Berdasarkan hasil pantauan tim Kelompok Riset Cekungan Bandung (KRCB), ada 32 titik potensial di kawasan karst yang masuk lanskap Karst Rajamandala ini. Namun, hanya Goa Pawon yang sejauh ini berhasil diselamatkan. Sisanya, habis dieksploitasi untuk penambangan kapur.
“Selama kami meneliti, tidak ada regulasi mengenai zonasi. Ini penting untuk mengetahui wilayah yang dilindungi dan yang dimanfaatkan. Bahkan sekarang banyak goa hancur, padahal potensial untuk diteliti.
Contoh, Pasir Bancana adalah goa berbentuk vertikal dan horizontal. Saat ini rusak di semua sisi. Begitu juga goa di Pasir Masigit yang rusak di sisi timur, utara, dan selatan. “Padahal, tidak lebih 400 meter dari Goa Pawon, ditemukan serpihan tulang manusia. Pasca-penelitian lanjutan, ditemukan lagi 7 fragmen tulang kaki manusia. Usianya diperkirakan sama dengan manusia Pawon. Kini, lokasi tempat ditemukannya tulang itu rusak,” papar Lutfi.

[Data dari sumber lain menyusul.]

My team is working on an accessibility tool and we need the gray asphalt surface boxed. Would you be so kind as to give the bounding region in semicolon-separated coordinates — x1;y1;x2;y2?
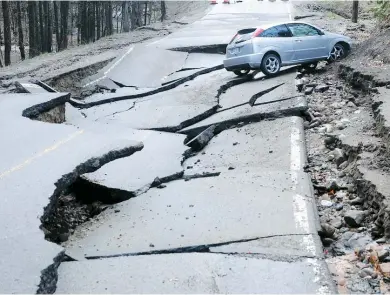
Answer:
0;93;143;293
0;0;335;293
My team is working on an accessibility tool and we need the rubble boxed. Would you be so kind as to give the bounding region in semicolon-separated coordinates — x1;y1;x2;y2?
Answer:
301;41;390;292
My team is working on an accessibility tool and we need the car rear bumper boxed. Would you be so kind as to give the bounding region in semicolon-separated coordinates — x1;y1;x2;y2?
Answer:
223;53;264;71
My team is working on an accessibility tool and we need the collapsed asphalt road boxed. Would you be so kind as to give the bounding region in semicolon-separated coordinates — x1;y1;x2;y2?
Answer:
0;0;336;293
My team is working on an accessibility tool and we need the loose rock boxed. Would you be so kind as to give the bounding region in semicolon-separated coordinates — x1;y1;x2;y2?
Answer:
330;148;345;166
321;200;333;207
320;223;336;238
323;237;335;246
327;179;339;191
344;210;366;227
380;263;390;276
315;84;330;93
350;197;364;205
378;249;389;262
339;161;349;170
331;216;343;229
305;86;314;95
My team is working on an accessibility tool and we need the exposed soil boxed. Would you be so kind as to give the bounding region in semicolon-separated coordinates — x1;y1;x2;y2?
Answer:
42;192;108;244
292;1;390;293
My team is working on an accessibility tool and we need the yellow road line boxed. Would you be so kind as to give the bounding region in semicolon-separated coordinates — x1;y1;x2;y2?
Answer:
0;129;84;180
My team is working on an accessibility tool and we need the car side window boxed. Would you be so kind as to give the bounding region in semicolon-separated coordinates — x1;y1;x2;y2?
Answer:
287;23;320;37
275;25;292;37
259;27;278;37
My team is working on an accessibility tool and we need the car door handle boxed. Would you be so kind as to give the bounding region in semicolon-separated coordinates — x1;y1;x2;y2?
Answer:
295;39;302;42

Baca juga: Bagaimana Kondisi Ekologi Pulau Jawa Hari Ini?
Tangan pemerintah
Wahana Lingkungan Hidup (Walhi) Jawa Barat kerap mengkritisi izin ekploitasi batu kapur. Menurut Dirut Wahli Jabar Dadan Ramdan, ada 34 pabrik besar yang izinnya sudah memasuki tahap akhir. Selain itu, kajian tentang Kawasan Bentang Alam Karst (KBAK) yang digulirkan pemerintah untuk melindungi karst tidaklah berdampak signifikan.
“Yang diusulkan menjadi KBAK sangat kecil. Padahal, karst perlu dikonservasi karena berkaitan dengan ketersediaan sumber air,” ujar Dadan dihubungi terpisah.
Peraturan yang dimaksud adalah UU No 24 Tahun 1992 tentang Perlindungan Kawasan Karst, UU No. 5 Tahun 1992 tentang Cagar Budaya, UU No. 32 Tahun 2009 tentang KBAK, dan niat Pemerintah Kabupaten Bandung Barat melalui perda.
Ditengah masifnya eksploitasi yang merusak, muncul kesadaran masyarakat setempat untuk melindungi karst sebagai ruang hidup. Forum Pemuda Peduli Karst Citatah (FP2KC), misalnya, getol mempromosikan karst sebagai ruang bermain. Mereka “menjual” karst melalui pariwisata sebagai alternatif ekonomi lain.
“Bila karst rusak dan hancur tentu sangat merugikan masyarakat di berbagai bidang. Hari ini, satu kerugian sudah terbukti. Di beberapa desa tempat kami tinggal mulai merasakan kesulitan air. Dengan cara ini kami hanya ingin memepertahankan ekonomi tanpa harus merusak tempat hidup masyarakatnya,” ungkap Ketua FP2KC Deden Syarif Hidayat.
Hal yang diamini Abah Asep (75), mantan petambang kapur. “Semoga karst terjaga kelestariannya. Banyak mantan petambang di sini yang sudah hidup bersahabat dengan alam, menjadi petani jambu biji. Mereka, termasuk saya, tidak ingin merusak alam lagi,” tandasnya.